2085555430.'
'Can you locate the source of that call?'
'Well, let's see, we can git the F-1, which is the primary distribution point and that turns out to be .. .'
He typed and waited.
'That turns out to be the Bell Substation at Custer County, in central Idaho, near a town called Mackay.'
'Mackay,' said Solaratov.
'Custer County. Central Idaho. Is there an address?'
'No, but there's an F-2: 459912.'
'What's that?'
'That's the secondary distribution point. The pole.'
'The pole?'
'Yeah, the pole nearest wherever they are. That be the pole that the phone wire is directly wired to. It can't be more than one hundred feet away from the house, probably closer than that. They got all the poles labeled, man.
That's how Ma Bell do it.'
'Can I get an address on that?'
'Not here. I don't have access to their computer from here. What you got to do is go to that little phone substation and break in somehow. You got to get into their computer or their files and get an address for F-2 459912.
That'll put you there, no problem.'
'I can't do computers. You come with me. You do it.
Much money.'
'Yeah, me in Idaho, with the dreads and the 'tude.
That'd be rich. Man, them white boy five-Os arrest me for how I be looking. No, man: you got to do it yourself. You want that address, you break in. It ain't no big deal. You may even get it out of the Dumpster. But you break in, you check the files, you find the F-2 listings. You might even find a map with the F-2s designated, you dig? Ain't no big thing, brother. I ain't shitting you.'
'You could call, no? Bluff them into giving you information?'
'Here, no sweat. In any big city in America, no sweat.
You can social engineer the shit out of these boys. But out there: they hear a brother in a place where there ain't no brothers, I think you got problems. I don't want to risk blowing your caper, man. What I'm telling you, it's the best way, it really is. You'll see, you be chilling in no time.'
Solaratov nodded grimly.
'You can do it, man. It ain't a problem.'
'No problem,' Solaratov said.
CHAPTER forty-two.
In the graduate degree ceremony at the Massachusetts Institute of Technology, 132 men and women were awarded their PhD's in assorted academic and scientific specialties.
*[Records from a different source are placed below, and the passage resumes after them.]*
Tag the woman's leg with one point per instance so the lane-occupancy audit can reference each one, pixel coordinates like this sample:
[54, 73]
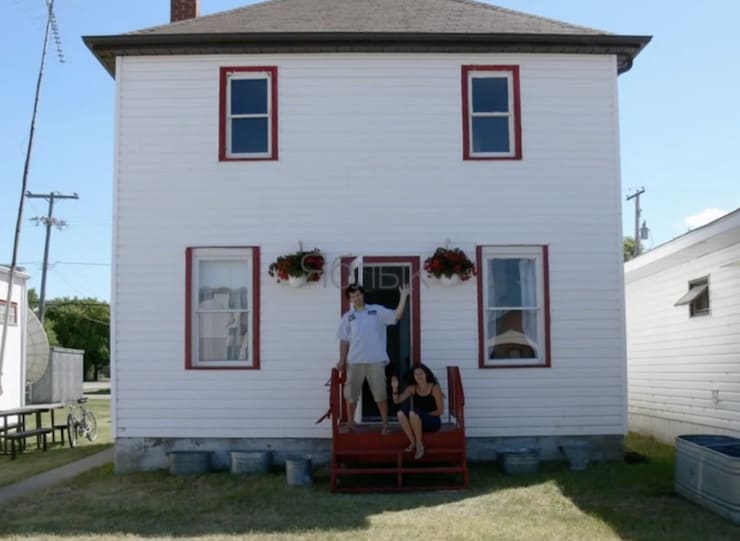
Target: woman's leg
[403, 420]
[415, 422]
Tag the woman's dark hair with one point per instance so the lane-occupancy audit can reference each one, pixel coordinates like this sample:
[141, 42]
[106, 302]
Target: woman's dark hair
[431, 378]
[352, 288]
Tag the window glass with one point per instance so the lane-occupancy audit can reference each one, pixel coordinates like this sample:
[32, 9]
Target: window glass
[512, 334]
[490, 95]
[13, 317]
[222, 319]
[513, 319]
[249, 135]
[491, 134]
[491, 112]
[511, 282]
[248, 96]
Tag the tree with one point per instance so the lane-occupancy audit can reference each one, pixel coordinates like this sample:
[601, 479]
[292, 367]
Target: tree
[82, 324]
[630, 248]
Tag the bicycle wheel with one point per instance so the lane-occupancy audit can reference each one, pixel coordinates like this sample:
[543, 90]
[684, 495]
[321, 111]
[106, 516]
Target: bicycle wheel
[72, 431]
[89, 425]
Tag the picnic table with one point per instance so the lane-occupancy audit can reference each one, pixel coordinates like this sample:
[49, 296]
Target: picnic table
[16, 430]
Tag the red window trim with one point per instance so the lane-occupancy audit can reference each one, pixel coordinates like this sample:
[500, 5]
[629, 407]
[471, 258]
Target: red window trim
[189, 364]
[546, 307]
[346, 261]
[13, 318]
[516, 103]
[222, 139]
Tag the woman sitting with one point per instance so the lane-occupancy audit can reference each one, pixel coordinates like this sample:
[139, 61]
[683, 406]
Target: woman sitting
[424, 412]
But only one received the Ball Prize as the Institute Scholar, for only one was the ranking member of the class.
He was a tall young man, prematurely bald, of surprising gravity and focus. He took his degree--'Certain Theories of Solar Generation As Applied to Celestial Navigation' was his dissertation--in quantum physics from the clean and was asked to speak some words, and when he assumed the podium, his remarks were short.
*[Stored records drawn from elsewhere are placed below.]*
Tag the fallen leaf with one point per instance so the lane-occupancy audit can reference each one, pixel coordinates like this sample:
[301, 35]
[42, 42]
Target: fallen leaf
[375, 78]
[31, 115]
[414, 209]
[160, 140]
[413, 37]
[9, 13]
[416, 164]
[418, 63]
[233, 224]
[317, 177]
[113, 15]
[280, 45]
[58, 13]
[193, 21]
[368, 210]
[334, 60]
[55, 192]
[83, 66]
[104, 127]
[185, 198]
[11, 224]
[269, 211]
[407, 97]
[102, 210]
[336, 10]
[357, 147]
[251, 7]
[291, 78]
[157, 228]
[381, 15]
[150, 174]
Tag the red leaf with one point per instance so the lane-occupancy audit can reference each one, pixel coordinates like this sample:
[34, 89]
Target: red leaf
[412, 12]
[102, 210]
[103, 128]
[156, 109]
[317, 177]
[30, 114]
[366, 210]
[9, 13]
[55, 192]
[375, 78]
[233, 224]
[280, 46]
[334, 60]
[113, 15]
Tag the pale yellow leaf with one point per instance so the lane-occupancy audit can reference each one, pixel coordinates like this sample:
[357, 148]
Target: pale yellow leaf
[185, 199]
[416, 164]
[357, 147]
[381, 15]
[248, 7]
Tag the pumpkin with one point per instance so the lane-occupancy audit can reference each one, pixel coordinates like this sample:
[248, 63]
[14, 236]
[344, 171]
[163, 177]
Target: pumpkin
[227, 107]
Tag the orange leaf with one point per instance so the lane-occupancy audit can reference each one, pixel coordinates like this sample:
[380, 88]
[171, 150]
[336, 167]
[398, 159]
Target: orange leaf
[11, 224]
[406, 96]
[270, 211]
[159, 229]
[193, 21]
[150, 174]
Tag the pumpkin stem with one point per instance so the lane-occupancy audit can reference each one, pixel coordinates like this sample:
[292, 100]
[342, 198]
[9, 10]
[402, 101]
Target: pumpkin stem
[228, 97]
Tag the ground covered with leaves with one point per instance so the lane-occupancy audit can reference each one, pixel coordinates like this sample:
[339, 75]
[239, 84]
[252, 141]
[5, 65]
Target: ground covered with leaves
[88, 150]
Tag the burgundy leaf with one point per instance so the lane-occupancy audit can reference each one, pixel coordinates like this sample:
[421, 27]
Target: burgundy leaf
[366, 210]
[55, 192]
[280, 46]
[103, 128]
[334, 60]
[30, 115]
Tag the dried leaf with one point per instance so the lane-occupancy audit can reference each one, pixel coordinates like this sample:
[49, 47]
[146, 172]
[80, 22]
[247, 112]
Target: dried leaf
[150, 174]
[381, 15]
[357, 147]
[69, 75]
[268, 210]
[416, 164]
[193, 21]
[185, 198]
'I want to thank you,' he said, 'for the chance you have given me. I have been a scholarship student since my undergraduate years and even before that. I came from a poor family, my mother worked hard, but there was never enough. But institutions such as this one--and Yale University and Harvard University and Madison High School--were kind to me and doors were opened. Without your generosity I could not be here and I am honored by that, and by your faith in me. I only wish my parents could be here to share this moment. They were good people, both of them. Thank you very much.'
He stepped down to polite applause and went back to his place in line as the ceremony--interminable to an uninvested outsider--went on hour after hour. It was a hot day and cloudless in Boston. The Charles River was smooth as blackened, ancient ivory, a thin veil of clouds filtered the sun, but did nothing to help the heat. The Orioles were in town, to play the Red Sox in a four game series, the president had just announced a new attempt to curb welfare growth, the international news was grave--the Russian election had the pundits worried, with everybody's favorite bad guy leading by a seemingly unassailable margin--and the stock market was up four points. None of this meant anything to the tall man in the khaki suit who sat in the last row of the graduation ceremony.
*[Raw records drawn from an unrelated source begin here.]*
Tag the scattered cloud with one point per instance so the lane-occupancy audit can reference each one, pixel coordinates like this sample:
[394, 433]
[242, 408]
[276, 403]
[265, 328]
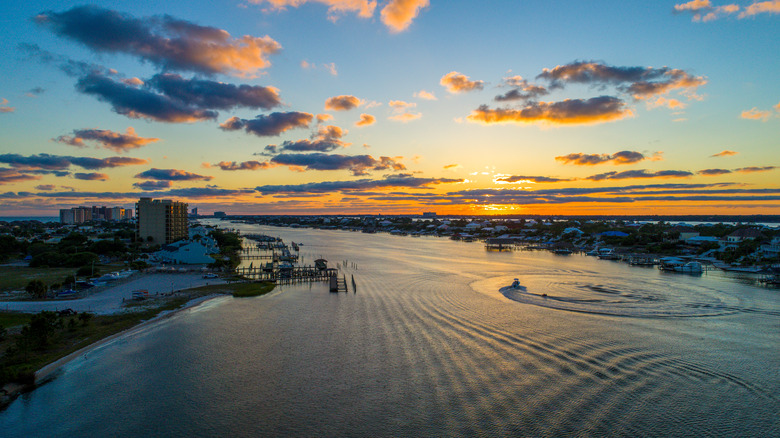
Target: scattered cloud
[153, 185]
[756, 114]
[397, 15]
[704, 10]
[567, 112]
[642, 173]
[456, 82]
[342, 103]
[725, 153]
[755, 169]
[425, 95]
[529, 179]
[245, 165]
[115, 141]
[167, 42]
[366, 120]
[172, 175]
[14, 176]
[389, 181]
[269, 125]
[622, 157]
[91, 176]
[61, 162]
[357, 164]
[713, 172]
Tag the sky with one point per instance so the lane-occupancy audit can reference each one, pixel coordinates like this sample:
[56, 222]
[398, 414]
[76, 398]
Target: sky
[392, 106]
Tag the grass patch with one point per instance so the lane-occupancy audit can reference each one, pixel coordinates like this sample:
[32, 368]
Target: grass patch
[17, 277]
[11, 319]
[243, 290]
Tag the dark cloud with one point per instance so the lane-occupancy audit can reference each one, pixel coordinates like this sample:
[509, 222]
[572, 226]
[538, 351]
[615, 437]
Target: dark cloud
[269, 125]
[153, 185]
[754, 169]
[570, 111]
[713, 172]
[164, 41]
[14, 176]
[640, 82]
[622, 157]
[342, 103]
[536, 179]
[356, 185]
[207, 94]
[61, 162]
[642, 173]
[137, 103]
[115, 141]
[245, 165]
[357, 164]
[94, 176]
[171, 175]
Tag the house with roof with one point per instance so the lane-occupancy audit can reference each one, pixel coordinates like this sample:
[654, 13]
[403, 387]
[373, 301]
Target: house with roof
[743, 234]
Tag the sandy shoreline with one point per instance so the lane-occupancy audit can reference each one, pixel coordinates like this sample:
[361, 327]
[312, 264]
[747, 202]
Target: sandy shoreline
[12, 390]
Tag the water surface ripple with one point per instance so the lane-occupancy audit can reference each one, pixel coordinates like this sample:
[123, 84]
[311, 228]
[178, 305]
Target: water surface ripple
[430, 345]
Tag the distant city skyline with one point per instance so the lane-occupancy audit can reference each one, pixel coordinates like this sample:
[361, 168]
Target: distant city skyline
[392, 107]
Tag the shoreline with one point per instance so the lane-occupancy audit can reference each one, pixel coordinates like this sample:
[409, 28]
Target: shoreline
[45, 373]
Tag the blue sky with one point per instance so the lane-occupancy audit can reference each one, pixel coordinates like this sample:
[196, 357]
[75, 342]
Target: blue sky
[619, 107]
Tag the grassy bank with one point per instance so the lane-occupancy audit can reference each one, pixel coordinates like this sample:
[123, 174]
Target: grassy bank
[47, 336]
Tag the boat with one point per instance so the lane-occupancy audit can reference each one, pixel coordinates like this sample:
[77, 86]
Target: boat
[693, 267]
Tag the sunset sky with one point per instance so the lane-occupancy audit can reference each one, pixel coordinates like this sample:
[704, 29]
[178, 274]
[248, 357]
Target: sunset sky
[392, 106]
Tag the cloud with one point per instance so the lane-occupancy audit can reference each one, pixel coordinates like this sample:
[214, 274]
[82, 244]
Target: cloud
[713, 172]
[755, 169]
[520, 90]
[535, 179]
[269, 125]
[397, 15]
[622, 157]
[4, 108]
[91, 176]
[245, 165]
[756, 114]
[426, 95]
[642, 173]
[640, 82]
[172, 175]
[164, 41]
[357, 164]
[207, 94]
[456, 82]
[363, 8]
[404, 181]
[140, 103]
[14, 176]
[62, 162]
[567, 112]
[725, 153]
[115, 141]
[342, 103]
[366, 120]
[766, 7]
[153, 185]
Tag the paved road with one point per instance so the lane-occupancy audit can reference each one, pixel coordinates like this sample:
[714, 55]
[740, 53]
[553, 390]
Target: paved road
[110, 300]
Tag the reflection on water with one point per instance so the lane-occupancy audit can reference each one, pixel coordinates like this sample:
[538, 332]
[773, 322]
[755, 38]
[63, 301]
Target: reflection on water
[429, 346]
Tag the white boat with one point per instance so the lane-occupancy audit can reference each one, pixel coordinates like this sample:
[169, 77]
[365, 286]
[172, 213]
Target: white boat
[694, 267]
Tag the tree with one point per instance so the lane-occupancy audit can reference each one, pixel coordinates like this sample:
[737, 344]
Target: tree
[36, 288]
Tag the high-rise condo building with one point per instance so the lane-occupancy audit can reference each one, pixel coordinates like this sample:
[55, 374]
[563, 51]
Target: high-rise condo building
[161, 221]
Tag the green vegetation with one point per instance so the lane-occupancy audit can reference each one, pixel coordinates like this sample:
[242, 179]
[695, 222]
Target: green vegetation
[243, 290]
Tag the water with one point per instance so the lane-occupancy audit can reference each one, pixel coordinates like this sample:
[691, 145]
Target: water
[429, 346]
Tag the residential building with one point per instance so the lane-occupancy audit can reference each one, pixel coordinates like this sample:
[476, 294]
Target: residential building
[161, 221]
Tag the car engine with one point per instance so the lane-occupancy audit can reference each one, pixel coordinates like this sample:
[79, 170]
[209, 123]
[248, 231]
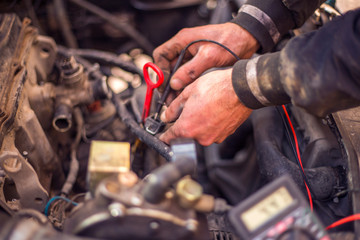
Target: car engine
[77, 163]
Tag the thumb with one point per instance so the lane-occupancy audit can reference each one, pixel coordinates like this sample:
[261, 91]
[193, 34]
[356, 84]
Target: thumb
[192, 69]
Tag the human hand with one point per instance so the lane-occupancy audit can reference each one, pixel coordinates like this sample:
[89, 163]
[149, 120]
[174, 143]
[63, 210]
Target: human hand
[208, 110]
[203, 55]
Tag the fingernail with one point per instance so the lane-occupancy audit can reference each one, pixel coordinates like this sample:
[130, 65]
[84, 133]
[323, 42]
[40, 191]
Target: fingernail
[176, 84]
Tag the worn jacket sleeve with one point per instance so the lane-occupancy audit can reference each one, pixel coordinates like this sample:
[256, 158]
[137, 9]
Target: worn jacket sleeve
[268, 20]
[319, 71]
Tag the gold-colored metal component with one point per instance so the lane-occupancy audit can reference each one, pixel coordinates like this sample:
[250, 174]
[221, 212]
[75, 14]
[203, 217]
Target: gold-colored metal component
[107, 158]
[188, 192]
[127, 179]
[205, 204]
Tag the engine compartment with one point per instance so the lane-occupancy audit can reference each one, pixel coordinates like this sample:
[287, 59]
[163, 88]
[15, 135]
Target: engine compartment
[63, 108]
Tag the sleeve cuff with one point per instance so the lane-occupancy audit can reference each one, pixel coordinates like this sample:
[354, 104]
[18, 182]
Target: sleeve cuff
[257, 82]
[267, 21]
He waited impassively as the minutes churned by until at last the crowd broke up and families rejoined, old friends embraced, the whole litany of human joy was reenacted.
He walked through the milling people toward the podium and at last he spotted his quarry, the young man who was the Ball Prize winner.
He watched him, the young man accepted the attentions he had earned somewhat passively and seemed not to respond to them with a great deal of enthusiasm. He accepted the embraces of colleagues and professors and administrators, but after a while--surprisingly quickly, as a matter of fact--he was alone. He took off his cap and hung his gown over his arm to reveal a nondescript, almost shabby suit, and began to leave. He had, in fact, the look of a loner, the boy who's ever so rarely at the center but prefers to blur through the margins of any situation, is uncomfortable with eye contact or attempts at intimacy, and will lose himself readily enough in the arcane, be it quantum physics, Dungeons & Dragons or sniper warfare.